The proportion of the variance in Y that is explained by one independent variable, HOLDING ALL OTHER VARIABLES CONSTANT

Question 17

Q

Cohen’s D in Multiple Regression

Answer

A

Effect Size

Used when units are different among X variables.

< 0.2 = ignored
< 0.5 = small
< 0.8 = medium
< 1.3 = large
1.3+ = very large

Question 18

Q

Adjusted R2

Answer

A

Tells us the predictive power of the model for data outside the sample.

Decreases when a predictor is added that does not improve the model.

Question 19

Q

Potential Issues with Multiple Regressions (2)

Answer

A

Multicollinearity
Overfitting

Question 20

Q

Multicollinearity

Answer

A

High correlation between two or more predictor variables creates redundancy

VIF = 1: no effect of multicollinearity
VIF > 1: Moderate effect of multicollinearity
VIF > 5: High effect of multicollinearity
VIF > 10: major effect of multicollinearity (X should be removed)

Question 21

Q

Overfitting

Answer

A

When a model has so many X variables that it becomes overly complex, learning idiosyncratic patterns of a
particular sample that may not generalize to the general
population

Indicated by a high cohen’s f2 but a low change in adjusted R2

Question 22

Q

Cohen’s f2

Answer

A

How much R2 changes when the variable is added to the model

Question 23

Q

Adjusted R2 Δ

Answer

A

How much adjusted R2 changes when the variable is added to the model

Question 24

Q

Bias/Variance Trade Off

Answer

A

High-bias (Underfitting): A simple linear regression model trying to fit a complex nonlinear relationship may fail to capture the data’s structure, leading to errors.

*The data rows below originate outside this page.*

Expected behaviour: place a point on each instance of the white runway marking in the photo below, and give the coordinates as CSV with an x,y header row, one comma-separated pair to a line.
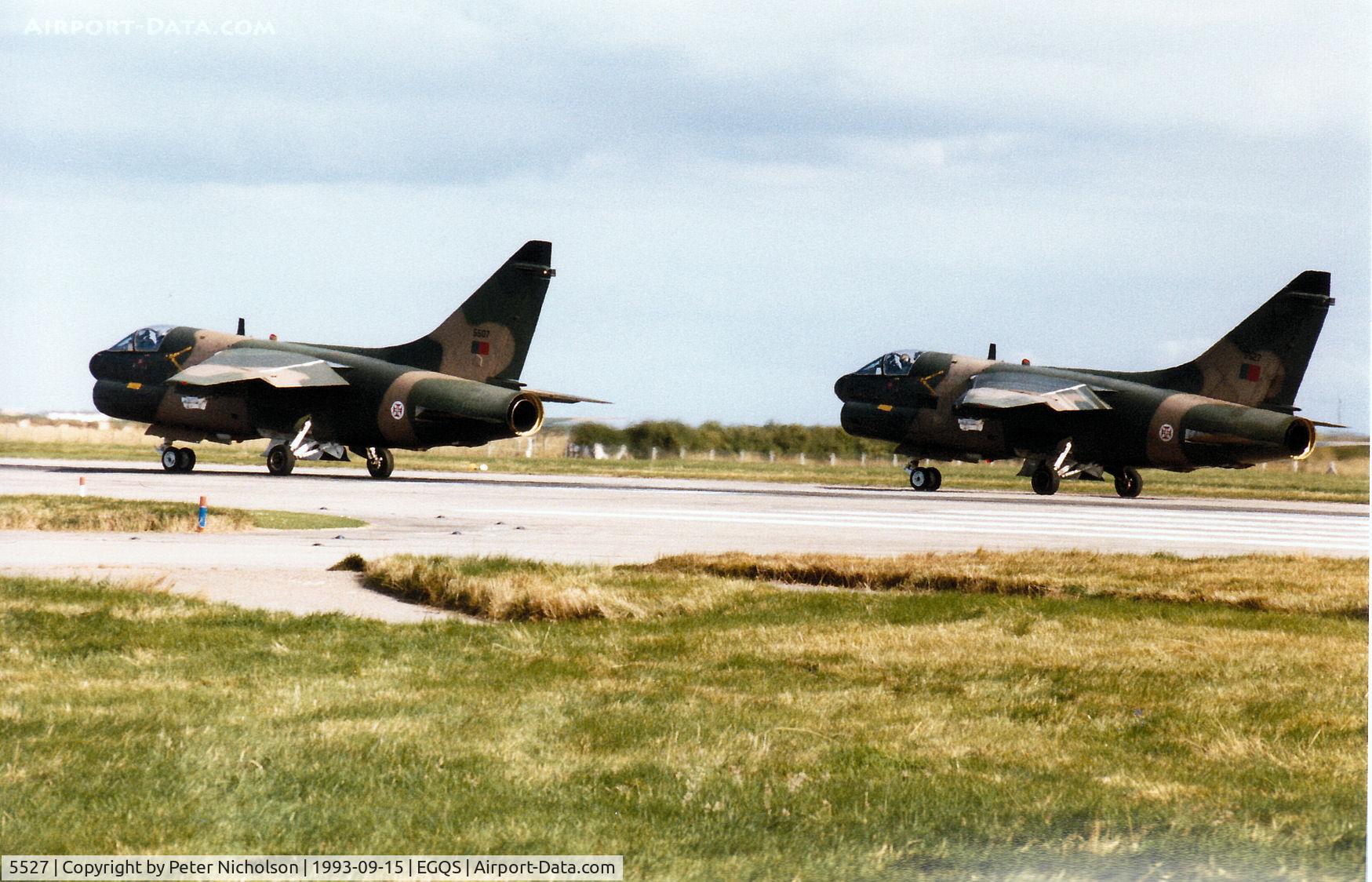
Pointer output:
x,y
1148,527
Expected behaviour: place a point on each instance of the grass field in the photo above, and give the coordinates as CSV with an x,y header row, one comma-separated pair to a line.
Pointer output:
x,y
718,727
98,513
1275,482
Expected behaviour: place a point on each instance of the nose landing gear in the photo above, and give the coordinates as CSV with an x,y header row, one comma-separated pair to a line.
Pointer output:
x,y
923,478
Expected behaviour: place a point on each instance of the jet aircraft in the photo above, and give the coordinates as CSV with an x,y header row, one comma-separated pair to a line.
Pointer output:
x,y
457,385
1229,408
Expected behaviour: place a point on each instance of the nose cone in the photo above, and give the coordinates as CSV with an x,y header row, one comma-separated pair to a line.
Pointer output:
x,y
99,368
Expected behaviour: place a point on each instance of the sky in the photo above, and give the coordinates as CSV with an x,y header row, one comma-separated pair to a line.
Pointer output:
x,y
744,203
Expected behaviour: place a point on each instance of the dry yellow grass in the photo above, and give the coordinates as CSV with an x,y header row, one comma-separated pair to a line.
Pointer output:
x,y
501,589
96,513
1278,583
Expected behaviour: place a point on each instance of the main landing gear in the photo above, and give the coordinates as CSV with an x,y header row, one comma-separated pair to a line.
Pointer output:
x,y
926,479
280,460
177,458
1046,475
379,462
1128,483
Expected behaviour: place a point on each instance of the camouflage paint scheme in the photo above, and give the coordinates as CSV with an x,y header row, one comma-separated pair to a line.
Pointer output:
x,y
454,386
1229,408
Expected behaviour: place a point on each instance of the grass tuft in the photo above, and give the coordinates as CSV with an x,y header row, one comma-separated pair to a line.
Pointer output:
x,y
759,733
353,563
505,589
104,515
1261,582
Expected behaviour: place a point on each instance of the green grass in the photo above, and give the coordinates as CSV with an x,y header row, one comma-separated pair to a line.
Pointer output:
x,y
1276,482
765,733
99,513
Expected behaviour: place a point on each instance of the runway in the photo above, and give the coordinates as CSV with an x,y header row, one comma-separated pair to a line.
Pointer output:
x,y
613,519
602,520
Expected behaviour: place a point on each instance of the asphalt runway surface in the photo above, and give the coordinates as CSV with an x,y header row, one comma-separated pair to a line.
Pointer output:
x,y
619,520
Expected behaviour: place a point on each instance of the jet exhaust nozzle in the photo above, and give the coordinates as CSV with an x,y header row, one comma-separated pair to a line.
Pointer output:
x,y
526,414
1300,438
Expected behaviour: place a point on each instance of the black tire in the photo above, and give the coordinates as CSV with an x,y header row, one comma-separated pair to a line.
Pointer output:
x,y
1128,483
280,460
1044,482
380,462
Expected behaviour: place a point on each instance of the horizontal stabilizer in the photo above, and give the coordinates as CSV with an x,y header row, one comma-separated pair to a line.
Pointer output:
x,y
278,368
564,399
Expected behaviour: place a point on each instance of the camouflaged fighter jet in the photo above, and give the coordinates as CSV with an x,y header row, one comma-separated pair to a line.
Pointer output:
x,y
1231,408
454,386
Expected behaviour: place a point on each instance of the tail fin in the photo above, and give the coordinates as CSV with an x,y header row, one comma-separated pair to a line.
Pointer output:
x,y
487,337
1262,361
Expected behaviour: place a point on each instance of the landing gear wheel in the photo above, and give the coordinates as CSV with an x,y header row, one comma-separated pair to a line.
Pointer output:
x,y
1128,483
280,460
1044,480
380,462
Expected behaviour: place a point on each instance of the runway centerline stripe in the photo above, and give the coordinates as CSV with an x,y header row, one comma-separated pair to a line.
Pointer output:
x,y
999,531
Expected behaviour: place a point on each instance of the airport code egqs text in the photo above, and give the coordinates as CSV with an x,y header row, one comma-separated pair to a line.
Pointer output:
x,y
311,867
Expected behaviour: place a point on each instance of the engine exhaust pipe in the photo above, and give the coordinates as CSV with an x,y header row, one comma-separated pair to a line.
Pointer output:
x,y
526,414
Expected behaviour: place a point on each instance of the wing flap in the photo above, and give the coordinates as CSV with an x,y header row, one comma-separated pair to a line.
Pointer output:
x,y
276,368
1005,392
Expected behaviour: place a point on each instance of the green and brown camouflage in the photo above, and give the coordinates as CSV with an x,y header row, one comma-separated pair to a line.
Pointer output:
x,y
1229,408
454,386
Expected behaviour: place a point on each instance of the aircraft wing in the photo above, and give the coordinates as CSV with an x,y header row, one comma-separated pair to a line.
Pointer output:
x,y
1005,392
278,368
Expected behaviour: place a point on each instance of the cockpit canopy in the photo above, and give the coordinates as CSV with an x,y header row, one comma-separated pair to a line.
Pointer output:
x,y
892,364
142,341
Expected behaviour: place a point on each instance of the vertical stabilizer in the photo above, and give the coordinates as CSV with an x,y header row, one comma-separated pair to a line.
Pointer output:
x,y
487,337
1262,361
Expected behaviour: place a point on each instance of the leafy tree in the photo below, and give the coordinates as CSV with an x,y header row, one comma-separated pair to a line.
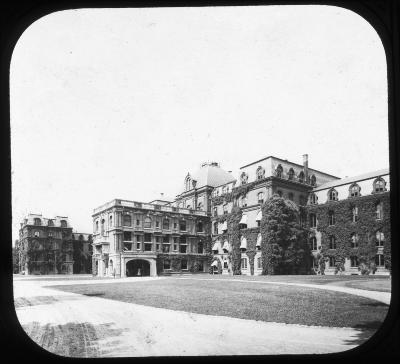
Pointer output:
x,y
285,248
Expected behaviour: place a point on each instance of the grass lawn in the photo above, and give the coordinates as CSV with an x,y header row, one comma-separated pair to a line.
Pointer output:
x,y
271,303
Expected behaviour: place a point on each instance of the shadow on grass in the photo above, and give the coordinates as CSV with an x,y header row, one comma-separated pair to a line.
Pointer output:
x,y
75,339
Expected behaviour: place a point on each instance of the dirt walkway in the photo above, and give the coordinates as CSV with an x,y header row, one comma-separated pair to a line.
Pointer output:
x,y
75,325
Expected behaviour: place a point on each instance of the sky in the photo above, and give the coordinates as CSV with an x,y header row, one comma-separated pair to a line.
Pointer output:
x,y
123,103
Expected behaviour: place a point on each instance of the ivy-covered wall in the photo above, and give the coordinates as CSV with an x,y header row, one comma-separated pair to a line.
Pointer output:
x,y
366,228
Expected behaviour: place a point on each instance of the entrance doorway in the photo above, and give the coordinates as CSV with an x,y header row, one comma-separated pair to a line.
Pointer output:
x,y
137,268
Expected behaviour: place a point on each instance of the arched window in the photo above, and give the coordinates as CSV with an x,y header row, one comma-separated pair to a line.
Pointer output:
x,y
102,226
279,171
380,238
313,243
331,217
354,240
244,177
166,224
379,211
332,195
147,222
127,220
354,190
354,212
313,220
260,172
313,198
291,174
187,183
379,185
332,242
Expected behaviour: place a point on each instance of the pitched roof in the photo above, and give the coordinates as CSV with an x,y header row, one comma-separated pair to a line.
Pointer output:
x,y
348,180
211,174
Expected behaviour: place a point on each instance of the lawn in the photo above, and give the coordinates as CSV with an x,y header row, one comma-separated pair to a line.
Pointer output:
x,y
270,303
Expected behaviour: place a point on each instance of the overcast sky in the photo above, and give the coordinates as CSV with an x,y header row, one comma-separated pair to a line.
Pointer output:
x,y
123,103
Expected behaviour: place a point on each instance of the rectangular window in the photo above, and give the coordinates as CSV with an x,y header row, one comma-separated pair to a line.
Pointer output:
x,y
353,261
379,260
127,236
166,264
184,264
182,225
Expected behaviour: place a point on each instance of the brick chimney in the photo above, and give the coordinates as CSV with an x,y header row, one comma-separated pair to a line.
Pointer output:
x,y
305,167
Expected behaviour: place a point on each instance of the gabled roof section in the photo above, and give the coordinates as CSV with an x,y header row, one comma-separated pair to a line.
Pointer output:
x,y
348,180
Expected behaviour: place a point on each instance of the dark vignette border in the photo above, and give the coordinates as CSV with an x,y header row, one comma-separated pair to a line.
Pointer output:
x,y
17,15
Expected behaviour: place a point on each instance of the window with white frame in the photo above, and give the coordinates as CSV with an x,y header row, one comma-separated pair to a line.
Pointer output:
x,y
313,220
332,242
379,185
354,190
127,220
331,218
313,243
354,240
332,195
260,197
353,261
354,212
379,260
379,211
380,238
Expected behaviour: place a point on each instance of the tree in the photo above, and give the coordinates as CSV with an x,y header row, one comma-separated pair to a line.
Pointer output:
x,y
285,248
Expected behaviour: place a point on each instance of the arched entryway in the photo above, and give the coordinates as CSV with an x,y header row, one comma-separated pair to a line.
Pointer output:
x,y
137,268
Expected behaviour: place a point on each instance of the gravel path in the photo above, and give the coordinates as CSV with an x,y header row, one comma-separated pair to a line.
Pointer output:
x,y
75,325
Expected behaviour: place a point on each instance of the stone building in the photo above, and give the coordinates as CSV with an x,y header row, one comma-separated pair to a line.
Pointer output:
x,y
256,183
192,233
350,223
135,238
45,245
48,246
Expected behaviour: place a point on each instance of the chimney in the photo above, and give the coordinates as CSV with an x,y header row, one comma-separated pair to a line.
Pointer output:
x,y
305,166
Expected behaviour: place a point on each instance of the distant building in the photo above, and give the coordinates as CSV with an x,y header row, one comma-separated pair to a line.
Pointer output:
x,y
48,246
348,221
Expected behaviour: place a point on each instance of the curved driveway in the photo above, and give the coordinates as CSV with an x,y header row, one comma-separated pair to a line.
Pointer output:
x,y
104,327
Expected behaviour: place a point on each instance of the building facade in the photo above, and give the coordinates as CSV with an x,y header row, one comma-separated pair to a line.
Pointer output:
x,y
48,246
194,233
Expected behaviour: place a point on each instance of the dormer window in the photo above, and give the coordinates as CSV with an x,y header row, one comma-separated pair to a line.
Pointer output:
x,y
291,174
279,171
244,177
187,183
260,172
354,190
379,185
332,195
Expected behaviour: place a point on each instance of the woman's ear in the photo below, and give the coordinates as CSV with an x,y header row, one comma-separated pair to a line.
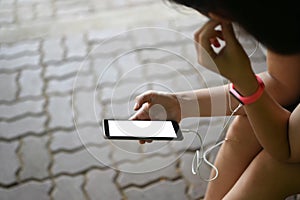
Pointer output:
x,y
218,18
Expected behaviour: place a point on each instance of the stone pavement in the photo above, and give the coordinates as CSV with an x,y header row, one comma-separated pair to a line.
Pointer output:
x,y
67,64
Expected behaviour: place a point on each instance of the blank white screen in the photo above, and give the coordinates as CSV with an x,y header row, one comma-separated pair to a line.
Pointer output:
x,y
140,128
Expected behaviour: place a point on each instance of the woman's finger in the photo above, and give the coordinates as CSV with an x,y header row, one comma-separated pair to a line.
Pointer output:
x,y
143,98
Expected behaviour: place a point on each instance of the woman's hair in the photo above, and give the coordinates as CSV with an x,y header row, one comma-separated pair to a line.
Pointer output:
x,y
275,24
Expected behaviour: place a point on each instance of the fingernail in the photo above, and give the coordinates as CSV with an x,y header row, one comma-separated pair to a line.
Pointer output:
x,y
135,106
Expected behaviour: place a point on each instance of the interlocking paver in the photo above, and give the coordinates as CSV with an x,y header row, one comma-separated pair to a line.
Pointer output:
x,y
8,86
35,158
69,85
89,158
87,107
44,10
37,80
31,83
162,190
53,49
90,135
20,63
22,127
141,179
60,111
108,189
68,188
66,69
6,16
27,191
19,47
21,108
9,162
76,46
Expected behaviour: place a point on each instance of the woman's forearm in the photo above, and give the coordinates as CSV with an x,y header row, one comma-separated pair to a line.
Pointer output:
x,y
207,102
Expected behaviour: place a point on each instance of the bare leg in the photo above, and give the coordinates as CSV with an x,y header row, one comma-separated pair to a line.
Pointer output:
x,y
233,158
266,178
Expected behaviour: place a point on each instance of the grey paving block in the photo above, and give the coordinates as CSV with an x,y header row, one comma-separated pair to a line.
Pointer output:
x,y
23,47
68,188
78,138
148,164
31,83
27,191
20,62
66,69
25,13
35,158
87,108
9,162
22,126
44,10
163,190
126,179
76,46
8,86
53,49
61,112
6,16
100,185
21,108
70,85
81,160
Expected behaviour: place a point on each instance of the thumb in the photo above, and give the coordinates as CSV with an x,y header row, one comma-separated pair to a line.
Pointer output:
x,y
228,32
143,98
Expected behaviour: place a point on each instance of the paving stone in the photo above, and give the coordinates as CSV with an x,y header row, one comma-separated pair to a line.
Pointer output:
x,y
141,179
79,161
197,186
10,111
101,35
25,13
163,190
20,62
53,50
9,162
116,110
126,150
87,109
77,138
113,46
76,47
68,188
6,16
8,86
21,127
66,69
31,83
35,158
20,47
148,164
69,85
71,8
104,72
108,189
44,10
27,191
60,111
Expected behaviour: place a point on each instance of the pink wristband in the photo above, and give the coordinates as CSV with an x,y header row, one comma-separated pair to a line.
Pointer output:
x,y
249,99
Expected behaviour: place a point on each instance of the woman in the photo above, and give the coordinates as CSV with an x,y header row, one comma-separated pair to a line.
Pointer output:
x,y
261,156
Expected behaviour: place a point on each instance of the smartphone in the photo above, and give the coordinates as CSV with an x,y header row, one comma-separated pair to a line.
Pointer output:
x,y
141,130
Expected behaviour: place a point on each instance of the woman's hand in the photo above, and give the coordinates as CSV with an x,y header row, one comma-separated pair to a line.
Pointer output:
x,y
154,105
231,61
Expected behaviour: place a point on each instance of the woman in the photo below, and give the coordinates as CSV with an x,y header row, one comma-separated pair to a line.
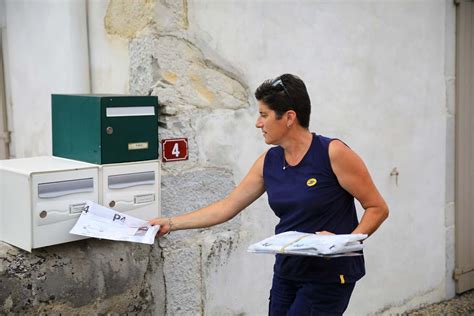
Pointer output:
x,y
311,182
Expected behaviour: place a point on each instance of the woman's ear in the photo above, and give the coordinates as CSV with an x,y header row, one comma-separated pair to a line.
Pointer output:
x,y
290,118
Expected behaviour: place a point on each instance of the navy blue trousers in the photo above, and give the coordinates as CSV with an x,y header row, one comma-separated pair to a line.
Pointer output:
x,y
293,298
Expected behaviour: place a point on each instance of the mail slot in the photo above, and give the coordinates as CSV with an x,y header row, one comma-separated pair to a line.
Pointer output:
x,y
41,199
105,129
132,188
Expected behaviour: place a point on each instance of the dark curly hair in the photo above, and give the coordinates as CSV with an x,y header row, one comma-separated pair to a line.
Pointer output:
x,y
286,92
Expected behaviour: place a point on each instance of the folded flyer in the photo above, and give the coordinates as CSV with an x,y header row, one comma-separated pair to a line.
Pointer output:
x,y
104,223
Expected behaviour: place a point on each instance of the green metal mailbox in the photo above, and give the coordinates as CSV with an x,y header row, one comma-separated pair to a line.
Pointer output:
x,y
103,129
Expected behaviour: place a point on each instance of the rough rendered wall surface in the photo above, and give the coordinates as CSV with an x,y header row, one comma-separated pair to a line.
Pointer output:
x,y
82,278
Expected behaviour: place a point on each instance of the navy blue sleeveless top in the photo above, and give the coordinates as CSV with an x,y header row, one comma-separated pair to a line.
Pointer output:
x,y
308,198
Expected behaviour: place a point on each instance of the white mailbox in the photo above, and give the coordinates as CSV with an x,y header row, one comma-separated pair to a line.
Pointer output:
x,y
41,199
132,188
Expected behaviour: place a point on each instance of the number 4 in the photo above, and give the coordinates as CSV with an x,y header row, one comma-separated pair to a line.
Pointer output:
x,y
175,150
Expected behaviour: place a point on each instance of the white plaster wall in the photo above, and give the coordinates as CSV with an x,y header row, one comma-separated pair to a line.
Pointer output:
x,y
46,52
376,75
109,58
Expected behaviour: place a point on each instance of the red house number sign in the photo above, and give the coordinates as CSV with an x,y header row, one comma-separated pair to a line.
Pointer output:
x,y
174,149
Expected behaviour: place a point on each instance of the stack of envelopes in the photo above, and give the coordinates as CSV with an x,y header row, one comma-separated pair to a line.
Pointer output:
x,y
305,244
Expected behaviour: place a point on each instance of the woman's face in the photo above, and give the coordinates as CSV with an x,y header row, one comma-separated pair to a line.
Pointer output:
x,y
273,129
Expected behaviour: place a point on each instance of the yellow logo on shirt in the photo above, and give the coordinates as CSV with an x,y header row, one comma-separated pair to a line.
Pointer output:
x,y
311,182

High-variance (Overfitting): A high-degree polynomial regression may perfectly fit the training data but perform poorly on new data due to capturing noise.

Question 25

Q

Categorical Significance (Reference)

Answer

A

Intercept = Reference group
Coefficients = Difference in group mean from reference group mean
Null Hypothesis = Difference is 0

Question 26

Q

Categorical Significance (GHLT Pairwise)

Answer

A

Coefficients = difference between each group
Null Hypothesis: difference between each group is 0

Question 27

Q

Categorical Significance (No Intercept)

Answer

A

Coefficients = group means
Null Hypothesis: Each group mean is difference from 0

Question 28

Q

Why do we use GHLT instead of running multiple tests?

Answer

A

When we run multiple hypothesis test at a time, there is a higher chance of encountering a Type 1 error. GLHT automatically adjusts the p-value to account for this.